Old offshore haunts are still popular with Chinese investors, but the ground rules have changed and treasure hunters would do well to focus on mapping out better compliance, writes Joanna Law
Even with sharp eyes, one can hardly notice some offshore jurisdictions – many are tiny islands – on a world map demonstrating China’s overseas investment routes and hotspots. However, their size does not match their importance in Chinese companies’ global business expansion.
Once, the lure of paying much less tax than at home was perhaps one of the key reasons attracting Chinese companies. Now, a fast-growing number of Chinese investors have realized the value of offshore jurisdictions as convenient platforms for overseas trade and investment, and as sophisticated providers of cutting-edge financial regulations.
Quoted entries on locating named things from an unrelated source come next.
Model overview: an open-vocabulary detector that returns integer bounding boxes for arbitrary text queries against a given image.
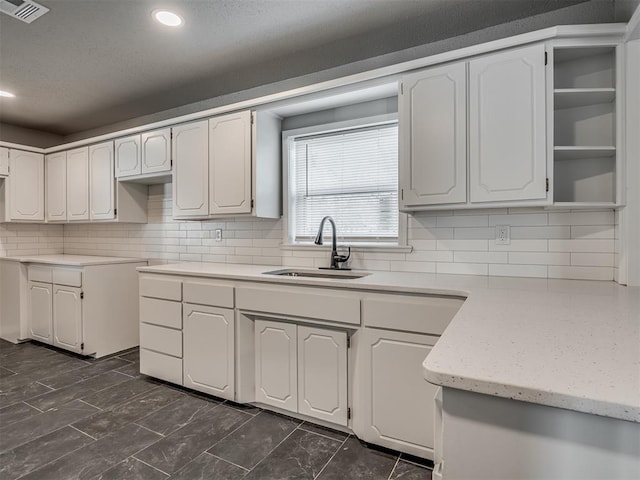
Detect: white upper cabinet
[67,147,89,221]
[89,142,115,220]
[114,135,142,178]
[398,62,467,207]
[209,110,251,215]
[140,128,171,173]
[469,45,547,203]
[45,152,67,222]
[0,147,9,177]
[5,149,44,221]
[172,120,209,218]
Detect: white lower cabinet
[255,320,298,412]
[29,281,53,343]
[53,284,82,353]
[354,328,438,458]
[298,325,348,425]
[182,303,235,400]
[255,319,348,426]
[29,280,82,353]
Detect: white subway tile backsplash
[571,225,616,238]
[436,240,489,251]
[511,225,571,239]
[509,252,571,265]
[489,264,548,278]
[453,252,509,263]
[489,213,547,227]
[0,184,616,280]
[436,263,489,275]
[571,253,614,267]
[549,239,614,253]
[436,214,489,228]
[547,265,613,280]
[489,239,549,252]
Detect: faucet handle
[334,247,351,263]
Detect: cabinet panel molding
[298,325,348,426]
[183,304,235,400]
[399,62,467,206]
[469,45,547,202]
[255,319,298,412]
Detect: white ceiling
[0,0,632,135]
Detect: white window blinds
[289,123,398,242]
Although offshore financial centres have embraced more tax transparency, their attractiveness to Chinese companies does not seem to have declined, but rather, seems to grow stronger.
Offshore jurisdictions such as the Cayman Islands, British Virgin Islands (BVI), Jersey, Guernsey, Bermuda and the Isle of Man, have been seeing high volumes of Chinese investors who are interested in tapping into foreign markets.
Chinese investors are assured by well-developed offshore financial services industries led by service providers in such sectors as investment funds and asset management, banking, insurance, reinsurance, capital markets and trusts, according to Paul Christopher, the managing partner of the Hong Kong office of Mourant Ozannes.
Christopher says that while it is more common to see the use by Chinese companies of BVI and Cayman vehicles to structure their overseas investments, other offshore jurisdictions such as Jersey and Guernsey also have “world-class service providers providing a tax-neutral, efficient hub connector for capital and financing around the world”.
As China boosts its outbound investment, as embodied in its recent Belt and Road initiative, offshore jurisdictions are likely to carry more weight in Chinese companies’ global business plans. “We expect both the Cayman Islands and BVI will play valuable roles in structuring transactions that support One Belt, One Road,” says Christopher. Mourant Ozannes advised financiers on the US$1.39 billion facility to fund the Karot hydropower project in Pakistan, the first infrastructure project financed by the Silk Road Fund. That transaction involved the use of BVI structures.
BVI AND CAYMAN
Catherine Ross, a partner at Forbes Hare in London, says it is important to stress that the popularity and success of the BVI and Cayman Islands do not necessarily lie just in their favourable tax regimes − although that factor is important.
“The choice of the right offshore jurisdiction will depend on many factors, such as the intended use of an offshore company, personal and business circumstances of its owner(s), and the geographical regions where this company may trade,” she says. “Chinese companies will need to consider all these factors in deciding which offshore jurisdiction to use as a conduit for their overseas investment while remaining fully tax compliant in their home jurisdiction.”